Now, when you try to tell a story and you are vague about something, you are risking having readers fill in the gaps with their own ideas. When they fill the gaps, it's nearly impossible to change them. If this is about some side character, it won't matter too much and even can add some depth to the story, but if you are doing it for the main focused character, it is an incredible risk. Clearly, dev doesn't want us to fill those gaps with negative things, so it is important that dev fill these gaps themselves. That's why that matters.
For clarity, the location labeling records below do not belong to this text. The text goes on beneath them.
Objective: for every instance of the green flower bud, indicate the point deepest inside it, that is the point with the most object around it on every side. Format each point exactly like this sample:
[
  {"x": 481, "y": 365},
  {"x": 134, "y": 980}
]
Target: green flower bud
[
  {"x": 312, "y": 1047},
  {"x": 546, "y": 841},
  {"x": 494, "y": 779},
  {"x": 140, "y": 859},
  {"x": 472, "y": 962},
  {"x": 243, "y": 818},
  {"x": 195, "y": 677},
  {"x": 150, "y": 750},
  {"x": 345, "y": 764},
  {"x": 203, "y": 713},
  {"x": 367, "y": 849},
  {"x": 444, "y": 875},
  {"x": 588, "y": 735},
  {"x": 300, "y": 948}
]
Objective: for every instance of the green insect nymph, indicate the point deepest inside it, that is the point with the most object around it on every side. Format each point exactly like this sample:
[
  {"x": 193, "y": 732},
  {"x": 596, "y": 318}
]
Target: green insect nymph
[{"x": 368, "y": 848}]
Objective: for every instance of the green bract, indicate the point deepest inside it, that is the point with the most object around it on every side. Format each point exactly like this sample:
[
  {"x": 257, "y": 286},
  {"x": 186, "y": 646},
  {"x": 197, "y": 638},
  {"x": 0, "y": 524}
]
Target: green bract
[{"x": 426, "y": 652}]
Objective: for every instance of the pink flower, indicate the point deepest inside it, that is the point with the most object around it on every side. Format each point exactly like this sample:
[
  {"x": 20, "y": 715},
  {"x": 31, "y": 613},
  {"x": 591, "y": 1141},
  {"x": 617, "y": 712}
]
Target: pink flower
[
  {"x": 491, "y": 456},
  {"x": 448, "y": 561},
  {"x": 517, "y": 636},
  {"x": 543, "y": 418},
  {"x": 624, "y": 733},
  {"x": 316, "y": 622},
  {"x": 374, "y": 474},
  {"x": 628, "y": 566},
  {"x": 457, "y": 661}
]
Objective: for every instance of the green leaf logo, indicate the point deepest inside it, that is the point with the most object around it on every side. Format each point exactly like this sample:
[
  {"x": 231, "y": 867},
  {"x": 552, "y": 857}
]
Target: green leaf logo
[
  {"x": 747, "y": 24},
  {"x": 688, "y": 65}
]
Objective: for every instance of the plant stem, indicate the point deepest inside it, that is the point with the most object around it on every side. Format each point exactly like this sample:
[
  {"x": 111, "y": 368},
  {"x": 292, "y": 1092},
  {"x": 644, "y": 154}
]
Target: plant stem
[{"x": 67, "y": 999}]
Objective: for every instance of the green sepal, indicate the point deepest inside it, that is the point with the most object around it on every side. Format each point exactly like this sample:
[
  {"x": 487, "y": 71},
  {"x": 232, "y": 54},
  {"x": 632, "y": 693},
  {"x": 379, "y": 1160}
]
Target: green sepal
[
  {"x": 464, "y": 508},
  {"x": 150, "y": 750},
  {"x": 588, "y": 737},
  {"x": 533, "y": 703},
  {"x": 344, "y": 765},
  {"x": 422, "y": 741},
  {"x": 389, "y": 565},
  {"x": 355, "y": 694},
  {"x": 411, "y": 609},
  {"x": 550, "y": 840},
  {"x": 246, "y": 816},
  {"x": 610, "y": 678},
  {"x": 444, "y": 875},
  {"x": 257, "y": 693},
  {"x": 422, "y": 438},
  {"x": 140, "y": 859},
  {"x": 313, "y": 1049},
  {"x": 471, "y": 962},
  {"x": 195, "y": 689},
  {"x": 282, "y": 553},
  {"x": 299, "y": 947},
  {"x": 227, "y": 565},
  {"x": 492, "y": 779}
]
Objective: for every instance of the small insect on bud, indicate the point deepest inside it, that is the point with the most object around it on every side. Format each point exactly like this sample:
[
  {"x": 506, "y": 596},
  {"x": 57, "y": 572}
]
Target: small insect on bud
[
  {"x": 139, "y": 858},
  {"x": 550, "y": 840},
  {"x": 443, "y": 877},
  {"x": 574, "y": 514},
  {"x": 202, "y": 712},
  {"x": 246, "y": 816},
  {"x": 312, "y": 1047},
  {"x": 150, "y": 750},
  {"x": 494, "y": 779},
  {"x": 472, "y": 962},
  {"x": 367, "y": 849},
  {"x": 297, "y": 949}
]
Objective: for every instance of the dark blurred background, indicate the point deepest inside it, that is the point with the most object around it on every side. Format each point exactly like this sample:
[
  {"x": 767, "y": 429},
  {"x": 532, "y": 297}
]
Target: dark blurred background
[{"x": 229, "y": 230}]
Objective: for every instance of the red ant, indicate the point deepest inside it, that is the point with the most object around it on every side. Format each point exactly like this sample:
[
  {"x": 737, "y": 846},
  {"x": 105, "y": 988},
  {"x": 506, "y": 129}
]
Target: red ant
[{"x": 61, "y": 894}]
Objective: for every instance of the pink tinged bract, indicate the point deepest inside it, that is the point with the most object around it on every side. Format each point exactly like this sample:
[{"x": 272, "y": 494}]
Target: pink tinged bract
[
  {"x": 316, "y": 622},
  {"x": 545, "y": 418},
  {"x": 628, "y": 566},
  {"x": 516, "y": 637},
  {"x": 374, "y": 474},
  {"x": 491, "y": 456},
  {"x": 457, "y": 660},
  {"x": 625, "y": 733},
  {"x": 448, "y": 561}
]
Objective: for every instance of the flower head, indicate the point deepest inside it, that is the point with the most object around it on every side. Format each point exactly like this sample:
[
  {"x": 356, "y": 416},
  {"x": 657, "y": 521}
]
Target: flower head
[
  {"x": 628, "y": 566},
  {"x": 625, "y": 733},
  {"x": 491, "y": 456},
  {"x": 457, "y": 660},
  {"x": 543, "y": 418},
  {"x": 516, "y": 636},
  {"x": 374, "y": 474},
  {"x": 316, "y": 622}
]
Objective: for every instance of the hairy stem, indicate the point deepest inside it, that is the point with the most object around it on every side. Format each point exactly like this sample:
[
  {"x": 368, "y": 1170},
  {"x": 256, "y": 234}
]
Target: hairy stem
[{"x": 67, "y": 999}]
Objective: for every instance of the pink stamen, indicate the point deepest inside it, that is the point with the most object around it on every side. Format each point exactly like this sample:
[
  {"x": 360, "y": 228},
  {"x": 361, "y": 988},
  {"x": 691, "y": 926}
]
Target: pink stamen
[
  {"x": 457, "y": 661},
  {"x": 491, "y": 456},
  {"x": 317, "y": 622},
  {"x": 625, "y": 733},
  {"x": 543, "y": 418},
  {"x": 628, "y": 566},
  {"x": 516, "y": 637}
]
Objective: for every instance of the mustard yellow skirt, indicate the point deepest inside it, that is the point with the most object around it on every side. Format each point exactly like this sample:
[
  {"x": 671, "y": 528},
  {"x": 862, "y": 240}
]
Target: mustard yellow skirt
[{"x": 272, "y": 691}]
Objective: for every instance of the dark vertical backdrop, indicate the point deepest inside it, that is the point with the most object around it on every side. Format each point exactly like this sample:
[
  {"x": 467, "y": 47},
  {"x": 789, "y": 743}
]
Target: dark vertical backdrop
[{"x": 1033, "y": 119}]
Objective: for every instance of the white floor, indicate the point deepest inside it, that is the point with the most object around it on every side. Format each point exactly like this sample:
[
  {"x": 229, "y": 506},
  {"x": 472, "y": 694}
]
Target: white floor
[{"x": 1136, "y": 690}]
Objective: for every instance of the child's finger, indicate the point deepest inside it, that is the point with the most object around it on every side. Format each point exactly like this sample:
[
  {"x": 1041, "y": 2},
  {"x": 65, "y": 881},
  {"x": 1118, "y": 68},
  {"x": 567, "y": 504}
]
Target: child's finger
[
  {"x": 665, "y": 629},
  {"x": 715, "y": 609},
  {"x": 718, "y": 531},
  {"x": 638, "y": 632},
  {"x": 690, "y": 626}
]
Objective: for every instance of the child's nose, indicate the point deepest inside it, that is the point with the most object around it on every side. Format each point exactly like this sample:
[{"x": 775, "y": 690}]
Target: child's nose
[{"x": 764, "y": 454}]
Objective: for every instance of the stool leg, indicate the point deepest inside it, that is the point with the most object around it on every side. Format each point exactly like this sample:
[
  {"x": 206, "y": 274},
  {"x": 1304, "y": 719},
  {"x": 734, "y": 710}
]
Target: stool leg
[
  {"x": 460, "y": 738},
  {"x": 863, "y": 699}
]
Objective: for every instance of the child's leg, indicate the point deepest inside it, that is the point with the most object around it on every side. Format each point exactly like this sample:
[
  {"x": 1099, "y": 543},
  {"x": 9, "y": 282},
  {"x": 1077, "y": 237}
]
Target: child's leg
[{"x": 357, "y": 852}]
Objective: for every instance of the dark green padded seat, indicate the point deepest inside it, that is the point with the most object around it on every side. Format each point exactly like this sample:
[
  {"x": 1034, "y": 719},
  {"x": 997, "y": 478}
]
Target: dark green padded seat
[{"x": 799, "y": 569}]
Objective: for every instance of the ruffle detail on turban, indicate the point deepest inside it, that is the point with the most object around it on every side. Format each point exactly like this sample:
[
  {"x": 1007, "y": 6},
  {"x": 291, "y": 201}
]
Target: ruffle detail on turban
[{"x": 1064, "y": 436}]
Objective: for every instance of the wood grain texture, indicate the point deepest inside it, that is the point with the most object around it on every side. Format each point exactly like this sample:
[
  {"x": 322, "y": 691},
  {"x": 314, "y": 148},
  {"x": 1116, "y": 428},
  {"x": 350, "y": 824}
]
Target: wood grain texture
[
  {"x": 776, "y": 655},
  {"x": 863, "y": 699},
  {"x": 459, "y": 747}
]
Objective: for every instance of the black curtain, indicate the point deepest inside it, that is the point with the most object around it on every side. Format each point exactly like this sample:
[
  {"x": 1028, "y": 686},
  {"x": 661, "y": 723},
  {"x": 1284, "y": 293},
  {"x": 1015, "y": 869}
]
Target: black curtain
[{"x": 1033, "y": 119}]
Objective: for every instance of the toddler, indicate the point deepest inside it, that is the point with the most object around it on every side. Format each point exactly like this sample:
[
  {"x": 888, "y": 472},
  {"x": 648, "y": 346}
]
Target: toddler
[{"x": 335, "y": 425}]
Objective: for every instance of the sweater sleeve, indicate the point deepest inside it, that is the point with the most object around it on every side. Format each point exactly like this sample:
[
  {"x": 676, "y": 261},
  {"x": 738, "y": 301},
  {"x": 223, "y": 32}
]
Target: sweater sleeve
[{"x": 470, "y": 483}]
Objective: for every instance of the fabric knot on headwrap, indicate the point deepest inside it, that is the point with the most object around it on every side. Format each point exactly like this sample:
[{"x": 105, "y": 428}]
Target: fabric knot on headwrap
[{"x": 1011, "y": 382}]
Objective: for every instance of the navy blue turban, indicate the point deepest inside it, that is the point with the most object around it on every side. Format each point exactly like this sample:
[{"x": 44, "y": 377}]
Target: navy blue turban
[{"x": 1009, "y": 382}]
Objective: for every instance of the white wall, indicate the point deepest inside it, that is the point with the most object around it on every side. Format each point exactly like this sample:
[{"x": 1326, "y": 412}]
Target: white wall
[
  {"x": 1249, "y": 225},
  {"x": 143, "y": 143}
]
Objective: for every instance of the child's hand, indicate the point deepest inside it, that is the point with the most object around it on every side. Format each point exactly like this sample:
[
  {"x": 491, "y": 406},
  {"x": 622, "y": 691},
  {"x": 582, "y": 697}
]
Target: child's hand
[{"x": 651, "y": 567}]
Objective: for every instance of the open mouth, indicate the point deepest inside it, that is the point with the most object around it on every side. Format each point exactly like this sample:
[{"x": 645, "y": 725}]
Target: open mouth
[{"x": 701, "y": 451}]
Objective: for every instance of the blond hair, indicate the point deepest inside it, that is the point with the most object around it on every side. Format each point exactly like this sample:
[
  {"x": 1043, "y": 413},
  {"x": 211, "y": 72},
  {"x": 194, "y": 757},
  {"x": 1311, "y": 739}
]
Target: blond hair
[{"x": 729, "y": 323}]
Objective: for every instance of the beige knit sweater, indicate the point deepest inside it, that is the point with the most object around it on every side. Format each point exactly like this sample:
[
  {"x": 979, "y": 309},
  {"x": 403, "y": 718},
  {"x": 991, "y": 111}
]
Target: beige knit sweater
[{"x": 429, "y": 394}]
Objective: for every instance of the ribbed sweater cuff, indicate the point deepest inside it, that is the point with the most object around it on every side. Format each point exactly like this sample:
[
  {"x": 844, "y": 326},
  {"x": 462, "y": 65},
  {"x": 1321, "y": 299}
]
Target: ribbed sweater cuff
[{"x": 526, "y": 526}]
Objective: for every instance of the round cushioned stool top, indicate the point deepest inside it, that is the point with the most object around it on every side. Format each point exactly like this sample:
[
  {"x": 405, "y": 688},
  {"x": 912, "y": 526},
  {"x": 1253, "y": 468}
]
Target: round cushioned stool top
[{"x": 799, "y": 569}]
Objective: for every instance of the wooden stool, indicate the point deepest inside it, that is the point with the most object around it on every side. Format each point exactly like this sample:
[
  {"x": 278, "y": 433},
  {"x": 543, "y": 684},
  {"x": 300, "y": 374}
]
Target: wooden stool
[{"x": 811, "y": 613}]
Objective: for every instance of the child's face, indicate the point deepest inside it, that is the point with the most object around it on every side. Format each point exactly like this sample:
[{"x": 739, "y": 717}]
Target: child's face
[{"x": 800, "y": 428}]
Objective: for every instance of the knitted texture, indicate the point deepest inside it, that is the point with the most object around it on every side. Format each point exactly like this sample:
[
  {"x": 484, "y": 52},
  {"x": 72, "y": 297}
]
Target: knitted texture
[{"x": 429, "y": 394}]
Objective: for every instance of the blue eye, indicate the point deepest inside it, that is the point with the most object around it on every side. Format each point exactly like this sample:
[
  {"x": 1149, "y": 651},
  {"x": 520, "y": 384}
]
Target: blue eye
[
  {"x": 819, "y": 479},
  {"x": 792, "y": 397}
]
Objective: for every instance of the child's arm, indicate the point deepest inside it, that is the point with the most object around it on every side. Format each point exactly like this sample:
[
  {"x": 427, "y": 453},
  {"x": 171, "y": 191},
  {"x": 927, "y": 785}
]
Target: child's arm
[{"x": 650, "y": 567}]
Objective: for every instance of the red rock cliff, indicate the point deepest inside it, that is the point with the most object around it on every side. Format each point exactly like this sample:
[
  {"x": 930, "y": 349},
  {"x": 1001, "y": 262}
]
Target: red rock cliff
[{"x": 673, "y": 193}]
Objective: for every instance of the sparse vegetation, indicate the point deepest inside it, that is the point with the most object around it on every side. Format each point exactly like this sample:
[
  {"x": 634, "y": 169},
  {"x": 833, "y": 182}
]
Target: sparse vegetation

Like you said, if you see your sister in Nicki, you fill these gaps positively; if someone else sees their toxic ex, they fill the gaps negatively; if someone like me, who approaches everything with a grain of salt, expects the worst from her, and so on. Leaving some plot points vague and letting readers fill them is an extremely good branching method; you let people decide what they think about certain people, then branch accordingly, but if you want people to think a certain way, you should tell them. How you do that would be your writing skill, but you have to.